One way to reduce stalls is to reduce the time it takes to perform long latency operations, such as a memory fetch. A cache is one technique to reduce the time to fetch a value from a memory address, and thus caches can reduce the number of cycles a processor is stalled waited on data from memory. Caches are effective when a process exhibits high temporal locality in its data accesses -- that is, it accesses the same memory address multiple times in a short period of time.

Hardware multi-threading is another technique for preventing processor stalls due to waiting on memory. However, instead of reducing the latency of a memory access, hardware multi-threading provides the opportunity for the processor to do other useful work when a high latency operation, such as a memory access, is taking place. No stall occurs, even though the latency of memory access remains high. It's common to say multi-threading is a mechanism to "hide memory latency", but what we really mean is that multi-threading is a mechanism to avoid high memory access latency result in processor stalls.

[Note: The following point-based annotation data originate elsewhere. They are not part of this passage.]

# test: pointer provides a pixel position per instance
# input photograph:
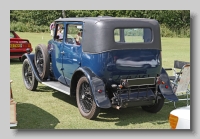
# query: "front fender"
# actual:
(167, 92)
(101, 99)
(30, 58)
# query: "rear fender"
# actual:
(30, 58)
(101, 99)
(167, 92)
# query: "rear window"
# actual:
(133, 35)
(11, 35)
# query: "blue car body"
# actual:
(120, 74)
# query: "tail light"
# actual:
(158, 80)
(173, 120)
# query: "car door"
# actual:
(56, 47)
(71, 51)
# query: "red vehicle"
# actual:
(18, 46)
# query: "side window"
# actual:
(133, 35)
(59, 30)
(74, 34)
(11, 35)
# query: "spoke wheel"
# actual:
(85, 100)
(29, 79)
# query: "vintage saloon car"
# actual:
(89, 70)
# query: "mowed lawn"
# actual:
(47, 108)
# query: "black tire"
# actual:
(42, 61)
(156, 107)
(28, 76)
(85, 100)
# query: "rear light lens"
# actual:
(158, 80)
(173, 120)
(28, 45)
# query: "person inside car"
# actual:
(79, 38)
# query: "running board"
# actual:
(57, 86)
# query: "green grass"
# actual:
(47, 108)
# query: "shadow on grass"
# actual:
(66, 98)
(31, 117)
(123, 117)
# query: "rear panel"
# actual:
(115, 65)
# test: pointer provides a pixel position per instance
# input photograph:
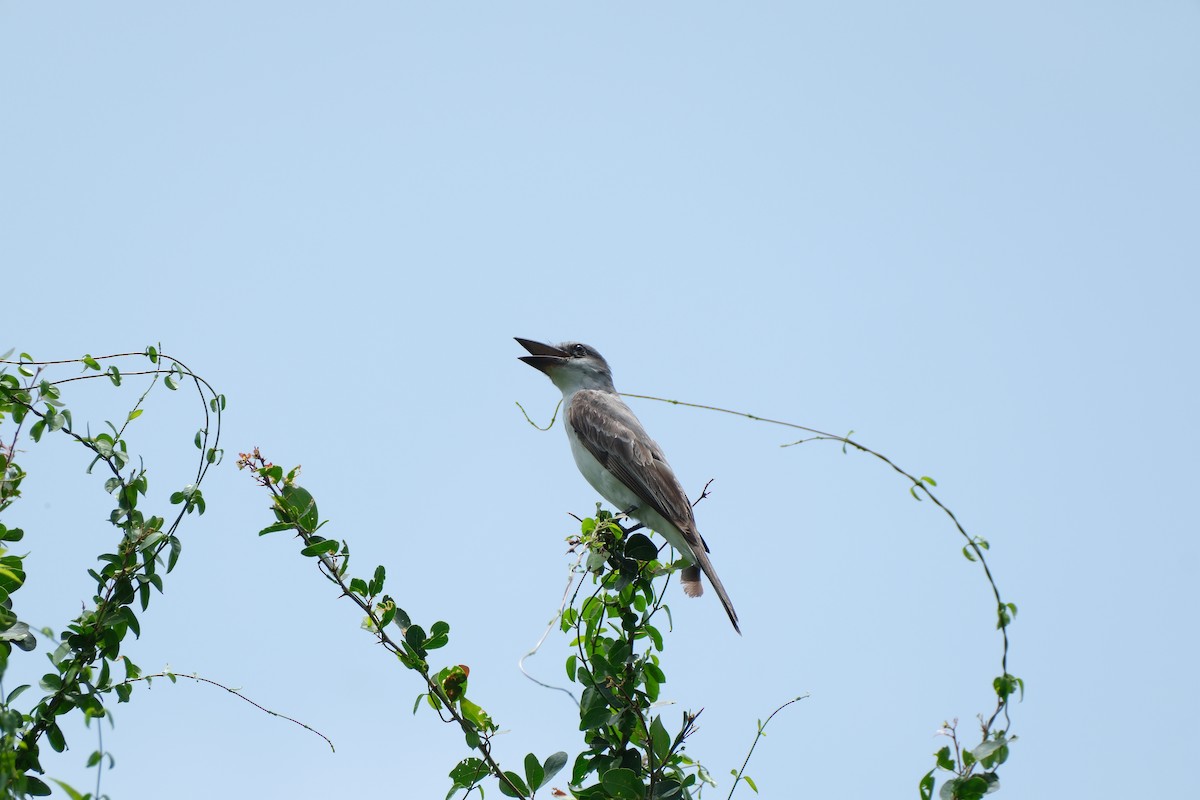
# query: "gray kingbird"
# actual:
(621, 461)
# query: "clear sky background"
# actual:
(966, 230)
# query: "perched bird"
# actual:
(621, 461)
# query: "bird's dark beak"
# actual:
(544, 355)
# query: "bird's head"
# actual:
(570, 365)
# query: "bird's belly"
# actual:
(601, 480)
(623, 498)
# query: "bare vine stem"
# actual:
(975, 543)
(173, 675)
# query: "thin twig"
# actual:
(173, 675)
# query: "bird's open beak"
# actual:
(544, 355)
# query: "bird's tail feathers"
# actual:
(693, 588)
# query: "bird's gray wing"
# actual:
(617, 439)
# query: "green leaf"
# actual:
(640, 547)
(534, 774)
(660, 739)
(303, 506)
(515, 781)
(54, 735)
(553, 765)
(378, 579)
(322, 547)
(623, 785)
(988, 747)
(927, 786)
(468, 773)
(72, 793)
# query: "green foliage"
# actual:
(630, 752)
(83, 678)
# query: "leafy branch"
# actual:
(445, 690)
(93, 641)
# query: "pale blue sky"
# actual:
(966, 230)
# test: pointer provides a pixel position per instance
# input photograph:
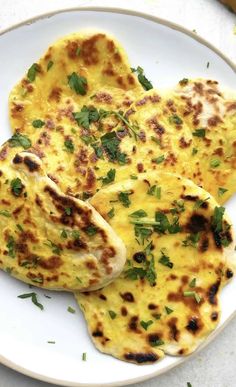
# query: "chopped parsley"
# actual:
(147, 85)
(200, 133)
(174, 119)
(154, 190)
(86, 116)
(69, 146)
(146, 324)
(77, 83)
(110, 143)
(38, 123)
(178, 207)
(11, 245)
(5, 213)
(168, 310)
(124, 198)
(214, 163)
(32, 72)
(49, 65)
(109, 178)
(165, 260)
(221, 191)
(33, 297)
(16, 186)
(220, 228)
(91, 230)
(200, 203)
(20, 140)
(112, 314)
(111, 213)
(191, 240)
(138, 214)
(71, 310)
(193, 294)
(159, 159)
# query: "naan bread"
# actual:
(49, 239)
(211, 116)
(78, 78)
(180, 253)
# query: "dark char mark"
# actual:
(141, 358)
(212, 292)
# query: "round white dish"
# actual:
(168, 53)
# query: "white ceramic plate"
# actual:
(167, 53)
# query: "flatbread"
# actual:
(49, 239)
(180, 253)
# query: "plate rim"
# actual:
(156, 19)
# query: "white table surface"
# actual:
(215, 366)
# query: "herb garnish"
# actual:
(165, 260)
(69, 146)
(34, 299)
(124, 198)
(109, 178)
(55, 248)
(32, 72)
(5, 213)
(146, 324)
(200, 133)
(20, 140)
(77, 83)
(38, 123)
(147, 85)
(221, 191)
(16, 186)
(112, 314)
(154, 190)
(214, 163)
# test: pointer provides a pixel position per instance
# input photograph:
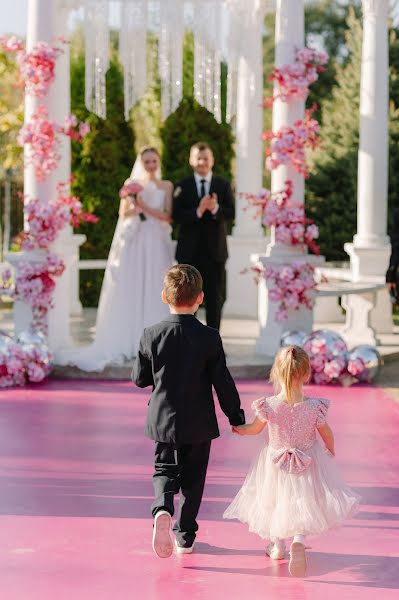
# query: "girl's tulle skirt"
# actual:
(275, 503)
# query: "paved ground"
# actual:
(75, 494)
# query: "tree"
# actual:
(11, 114)
(331, 192)
(331, 189)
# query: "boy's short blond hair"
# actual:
(182, 285)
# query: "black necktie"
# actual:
(203, 192)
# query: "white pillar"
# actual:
(248, 235)
(249, 147)
(289, 37)
(47, 22)
(370, 249)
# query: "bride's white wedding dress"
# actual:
(130, 299)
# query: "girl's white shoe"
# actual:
(162, 542)
(298, 563)
(275, 552)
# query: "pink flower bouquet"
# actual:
(132, 188)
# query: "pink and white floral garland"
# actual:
(42, 136)
(37, 67)
(328, 363)
(22, 361)
(293, 286)
(289, 144)
(293, 81)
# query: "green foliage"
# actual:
(146, 115)
(100, 165)
(191, 123)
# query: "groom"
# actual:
(202, 205)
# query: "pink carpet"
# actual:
(76, 490)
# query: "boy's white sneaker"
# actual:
(183, 549)
(162, 542)
(275, 552)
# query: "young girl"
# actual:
(294, 489)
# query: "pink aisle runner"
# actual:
(76, 490)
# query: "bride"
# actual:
(141, 252)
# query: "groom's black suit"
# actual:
(202, 241)
(181, 359)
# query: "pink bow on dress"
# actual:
(291, 460)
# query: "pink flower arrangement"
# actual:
(74, 206)
(130, 188)
(74, 129)
(293, 81)
(293, 287)
(37, 67)
(356, 366)
(291, 224)
(288, 145)
(41, 135)
(20, 363)
(44, 221)
(35, 283)
(328, 355)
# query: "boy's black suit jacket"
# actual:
(182, 358)
(206, 235)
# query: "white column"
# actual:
(370, 249)
(248, 235)
(289, 37)
(47, 22)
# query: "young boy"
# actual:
(181, 359)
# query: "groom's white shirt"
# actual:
(208, 180)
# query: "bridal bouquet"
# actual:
(132, 188)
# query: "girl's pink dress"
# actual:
(294, 487)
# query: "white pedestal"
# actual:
(358, 328)
(241, 291)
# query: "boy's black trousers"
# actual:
(180, 467)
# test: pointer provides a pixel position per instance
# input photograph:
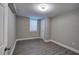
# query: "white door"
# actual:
(1, 30)
(42, 28)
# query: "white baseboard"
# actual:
(65, 46)
(27, 38)
(12, 50)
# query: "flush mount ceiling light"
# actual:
(43, 7)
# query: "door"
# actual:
(42, 28)
(1, 30)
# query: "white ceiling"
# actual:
(30, 9)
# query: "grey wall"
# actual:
(65, 29)
(22, 28)
(11, 29)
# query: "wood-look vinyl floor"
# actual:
(39, 47)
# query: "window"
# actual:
(33, 24)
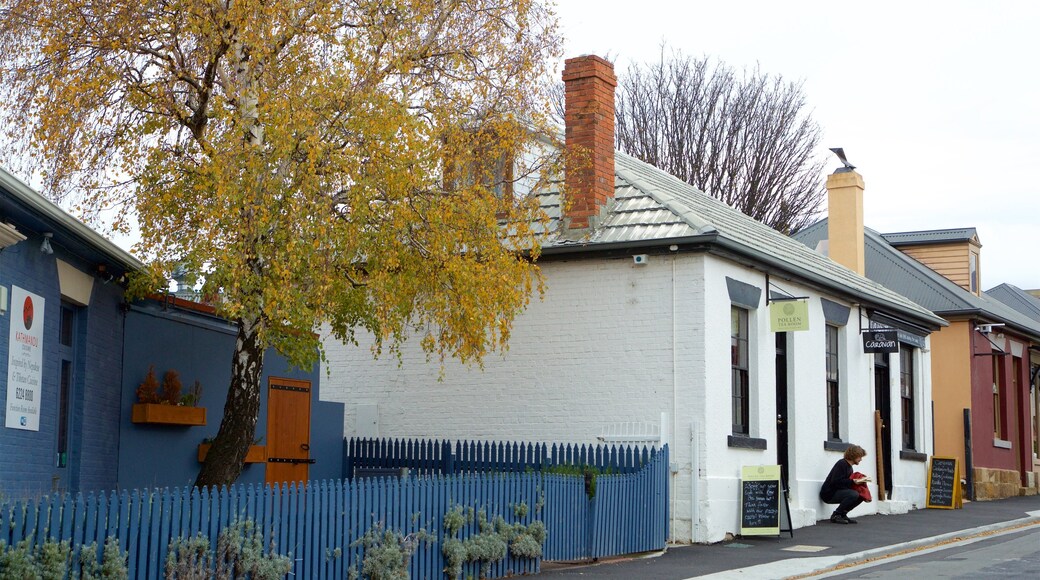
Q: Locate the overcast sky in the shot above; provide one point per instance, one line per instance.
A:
(936, 103)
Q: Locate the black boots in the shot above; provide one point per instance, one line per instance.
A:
(838, 518)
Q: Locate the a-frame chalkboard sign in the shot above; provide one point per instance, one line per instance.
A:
(943, 483)
(763, 502)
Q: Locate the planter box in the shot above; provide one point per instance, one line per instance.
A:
(256, 454)
(169, 414)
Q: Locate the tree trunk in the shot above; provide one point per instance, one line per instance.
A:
(227, 455)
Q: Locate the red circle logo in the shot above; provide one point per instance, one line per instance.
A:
(27, 313)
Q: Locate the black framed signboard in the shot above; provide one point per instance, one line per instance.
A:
(943, 483)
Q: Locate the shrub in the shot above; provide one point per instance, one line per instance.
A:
(387, 552)
(239, 554)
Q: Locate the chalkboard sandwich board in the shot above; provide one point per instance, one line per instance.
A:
(760, 500)
(943, 483)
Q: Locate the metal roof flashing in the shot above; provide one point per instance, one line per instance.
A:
(63, 223)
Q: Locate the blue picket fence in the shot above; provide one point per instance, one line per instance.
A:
(432, 456)
(627, 515)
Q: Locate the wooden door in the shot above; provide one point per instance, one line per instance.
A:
(288, 430)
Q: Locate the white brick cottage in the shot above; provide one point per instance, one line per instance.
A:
(655, 316)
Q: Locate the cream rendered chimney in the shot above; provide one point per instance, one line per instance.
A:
(845, 219)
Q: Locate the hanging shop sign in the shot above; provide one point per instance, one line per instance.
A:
(787, 316)
(881, 341)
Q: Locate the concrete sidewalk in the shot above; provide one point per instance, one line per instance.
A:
(817, 548)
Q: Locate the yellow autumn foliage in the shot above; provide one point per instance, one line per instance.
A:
(313, 160)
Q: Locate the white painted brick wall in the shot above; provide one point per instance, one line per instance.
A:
(615, 342)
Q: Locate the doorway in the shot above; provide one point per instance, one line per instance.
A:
(782, 442)
(288, 430)
(882, 402)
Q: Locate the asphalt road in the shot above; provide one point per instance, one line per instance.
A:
(1010, 555)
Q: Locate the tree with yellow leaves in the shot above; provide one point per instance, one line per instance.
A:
(313, 161)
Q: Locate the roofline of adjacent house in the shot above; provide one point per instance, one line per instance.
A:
(988, 318)
(706, 241)
(41, 205)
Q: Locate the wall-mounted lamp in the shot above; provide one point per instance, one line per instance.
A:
(46, 245)
(987, 328)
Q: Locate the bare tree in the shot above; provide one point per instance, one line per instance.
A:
(746, 139)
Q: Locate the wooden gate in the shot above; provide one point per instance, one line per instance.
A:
(288, 430)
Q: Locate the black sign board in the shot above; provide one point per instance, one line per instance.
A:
(943, 483)
(881, 341)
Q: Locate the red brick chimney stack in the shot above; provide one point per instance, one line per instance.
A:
(589, 81)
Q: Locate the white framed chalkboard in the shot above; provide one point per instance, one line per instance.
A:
(760, 500)
(943, 483)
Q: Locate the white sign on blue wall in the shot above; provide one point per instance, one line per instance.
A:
(25, 358)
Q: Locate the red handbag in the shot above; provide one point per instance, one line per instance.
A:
(861, 489)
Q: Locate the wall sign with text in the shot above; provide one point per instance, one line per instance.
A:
(25, 359)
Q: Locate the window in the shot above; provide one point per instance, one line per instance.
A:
(66, 347)
(833, 392)
(998, 424)
(477, 157)
(907, 390)
(738, 362)
(1035, 393)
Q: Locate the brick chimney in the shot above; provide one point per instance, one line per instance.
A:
(845, 219)
(589, 81)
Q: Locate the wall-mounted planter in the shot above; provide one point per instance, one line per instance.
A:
(256, 454)
(169, 414)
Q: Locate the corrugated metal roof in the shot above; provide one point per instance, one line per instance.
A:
(1017, 298)
(932, 236)
(890, 267)
(651, 205)
(68, 231)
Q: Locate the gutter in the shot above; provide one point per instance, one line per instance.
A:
(36, 203)
(990, 318)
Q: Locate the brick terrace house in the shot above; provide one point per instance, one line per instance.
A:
(1028, 302)
(656, 323)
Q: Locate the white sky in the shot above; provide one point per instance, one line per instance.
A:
(936, 103)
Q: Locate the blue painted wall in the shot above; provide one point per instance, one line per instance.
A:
(28, 459)
(200, 347)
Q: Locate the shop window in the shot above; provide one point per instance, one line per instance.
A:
(833, 385)
(741, 370)
(907, 397)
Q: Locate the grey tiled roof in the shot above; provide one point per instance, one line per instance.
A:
(1016, 298)
(653, 206)
(890, 267)
(931, 236)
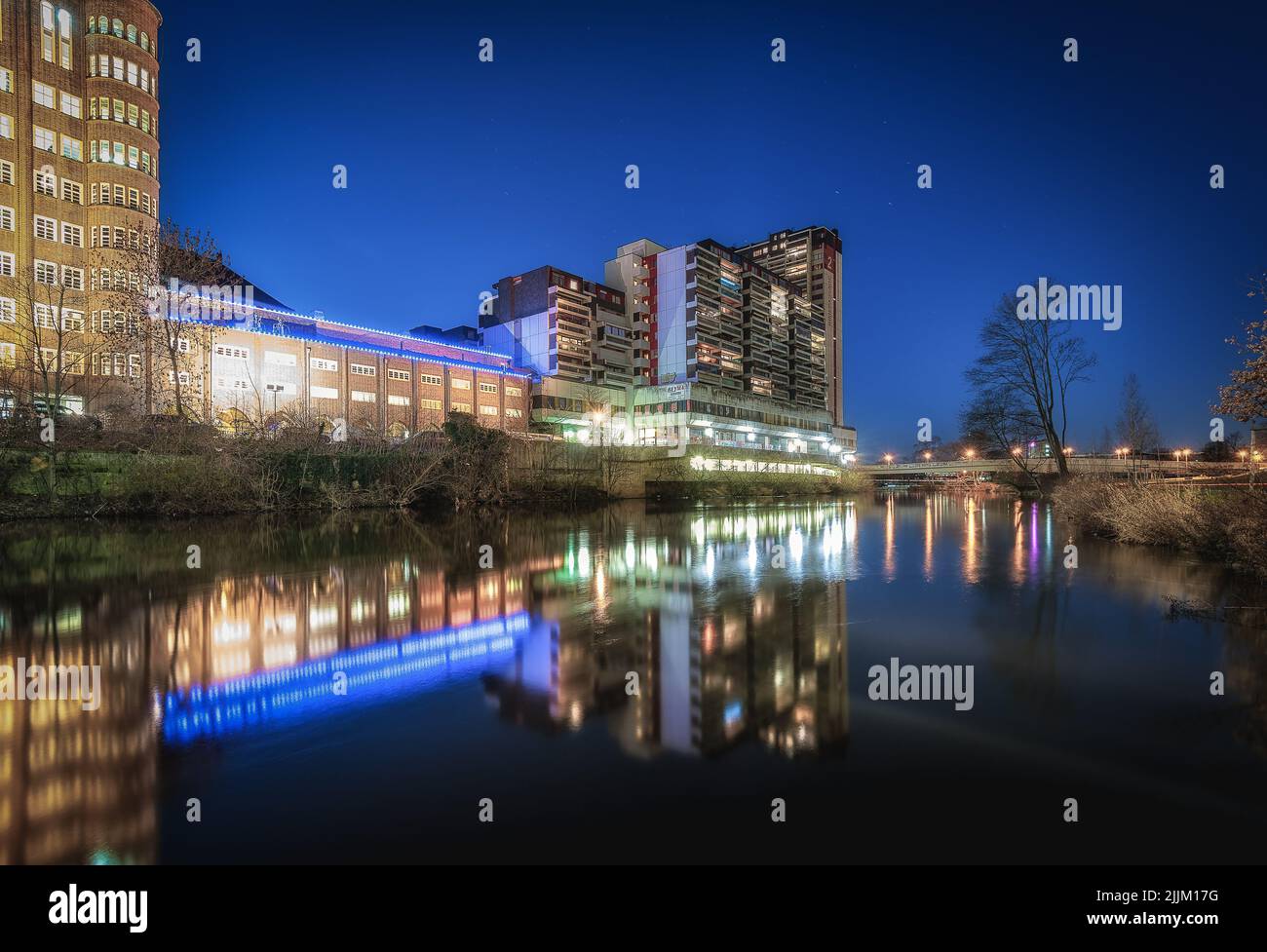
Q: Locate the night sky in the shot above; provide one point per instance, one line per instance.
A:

In other words, the high latency of memory access is still there, but its effect on performance is "hidden".

Hardware multi-threading can reduce stalls even if a program does not have temporal locality, but using this technique comes at the cost of needing to have two threads of work available in a program (the programmer must expose additional concurrency). There are also hardware costs such as the need to maintain execution contents for two threads on chip at once.